Le chef du gouvernement, Abdullah Abdullah, était présent à l'enterrement, celui du fils du vice-président du Sénat, mais il est indemne, ont indiqué ses services.

Trois explosions au total

Selon des témoins, trois explosions sont survenues dans un cimetière des environs de Kaboul lors des obsèques du fils du sénateur, l'une des quatre personnes tuées lors d'un rassemblement la veille durant lequel la police a tiré à balles réelles pour disperser des centaines de manifestants. Ils réclamaient la démission du président Ashraf Ghani après l'attentat de mercredi, le plus meurtrier depuis 2001 avec au moins 90 morts.

Une première explosion a retenti au moment où le mollah appelait à la prière, a rapporté un témoin. Les gens se sont enfuis et une seconde déflagration s'est produite. Les images diffusées par des chaînes de télévision montraient samedi des corps ensanglantés et démembrés jonchant le cimetière. "Des gens ont été pulvérisés" en raison de la violence de l'impact, a raconté un autre témoin.

Personne n'a revendiqué dans l'immédiat la responsabilité de ces explosions, qui sont survenues dans un climat très tendu dans la capitale afghane.

Capitale en état d'urgence

Kaboul avait pourtant été placée en état d'urgence samedi matin pour empêcher la tenue de manifestations, les autorités craignant précisément de nouvelles attaques. Elles avaient coupé les routes du centre-ville, avec des contrôles de l'armée et des véhicules blindés patrouillant dans la ville.

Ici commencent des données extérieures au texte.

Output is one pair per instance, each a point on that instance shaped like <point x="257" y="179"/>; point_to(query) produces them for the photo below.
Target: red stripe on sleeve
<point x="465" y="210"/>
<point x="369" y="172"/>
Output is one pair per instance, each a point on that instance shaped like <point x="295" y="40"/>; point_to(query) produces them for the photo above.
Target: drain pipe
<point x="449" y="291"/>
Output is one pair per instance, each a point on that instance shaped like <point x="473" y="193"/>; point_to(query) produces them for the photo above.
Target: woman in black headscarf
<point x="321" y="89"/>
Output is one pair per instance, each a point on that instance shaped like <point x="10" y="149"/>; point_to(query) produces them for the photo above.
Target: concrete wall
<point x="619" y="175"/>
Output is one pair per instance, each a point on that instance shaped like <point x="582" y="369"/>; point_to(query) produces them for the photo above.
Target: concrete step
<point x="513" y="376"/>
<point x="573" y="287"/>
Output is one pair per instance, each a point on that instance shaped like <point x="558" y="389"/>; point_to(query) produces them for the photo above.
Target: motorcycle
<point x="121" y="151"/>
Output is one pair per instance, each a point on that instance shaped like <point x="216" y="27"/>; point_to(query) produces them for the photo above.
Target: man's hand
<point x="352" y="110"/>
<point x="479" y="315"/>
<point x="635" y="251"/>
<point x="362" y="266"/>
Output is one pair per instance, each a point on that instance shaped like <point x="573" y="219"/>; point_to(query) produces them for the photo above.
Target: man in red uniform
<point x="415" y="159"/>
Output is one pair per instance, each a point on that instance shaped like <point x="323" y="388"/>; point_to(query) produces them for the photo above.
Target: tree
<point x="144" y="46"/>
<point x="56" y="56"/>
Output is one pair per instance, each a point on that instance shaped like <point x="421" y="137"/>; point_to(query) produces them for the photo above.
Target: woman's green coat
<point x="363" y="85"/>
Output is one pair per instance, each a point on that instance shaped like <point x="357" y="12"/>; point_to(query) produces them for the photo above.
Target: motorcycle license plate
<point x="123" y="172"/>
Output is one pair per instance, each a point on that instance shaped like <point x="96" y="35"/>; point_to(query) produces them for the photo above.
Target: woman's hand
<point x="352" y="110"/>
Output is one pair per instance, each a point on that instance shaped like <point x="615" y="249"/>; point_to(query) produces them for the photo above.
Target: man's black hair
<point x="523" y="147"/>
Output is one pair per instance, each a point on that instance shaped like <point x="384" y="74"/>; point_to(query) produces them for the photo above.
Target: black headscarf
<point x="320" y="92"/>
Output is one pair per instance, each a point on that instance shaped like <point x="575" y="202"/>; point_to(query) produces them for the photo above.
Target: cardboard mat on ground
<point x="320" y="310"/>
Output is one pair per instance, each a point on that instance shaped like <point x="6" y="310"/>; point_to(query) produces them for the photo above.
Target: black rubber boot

"Nous avons des renseignements qui indiquent que nos ennemis essayent de mener des attaques sur les rassemblements et manifestations", avait déclaré Gul Nabi Ahmadzai, commandant à Kaboul. Mais des dizaines de personnes étaient toujours réunies samedi sous une tente à proximité du palais présidentiel, exigeant la démission du président Ghani, dans une ambiance pacifique.

Appels à la prudence

Les Nations unies et les Etats-Unis ont appelé les manifestants à la prudence. "L'ennemi cherche à manipuler la colère et la tristesse populaire pour diviser et accroître l'instabilité", a affirmé l'ambassade américaine dans un communiqué.

La tension reste vive à Kaboul depuis l'attaque au camion piégé mercredi, qui a fait également des centaines de blessés, dans le quartier diplomatique de la capitale afghane, censé être ultra-protégé. Beaucoup d'Afghans se demandent comment les services de renseignement n'ont pu empêcher le camion d'entrer dans un quartier bardé de barrages et de gardes de sécurité.

Le renseignement afghan a accusé le réseau Haqqani, un groupe armé allié des talibans à l'origine de nombreuses attaques contre les forces étrangères et locales en Afghanistan, d'avoir commis l'attentat de mercredi, toujours pas revendiqué. Les talibans, actuellement engagés dans leur traditionnelle "offensive de printemps", ont pour leur part nié toute implication.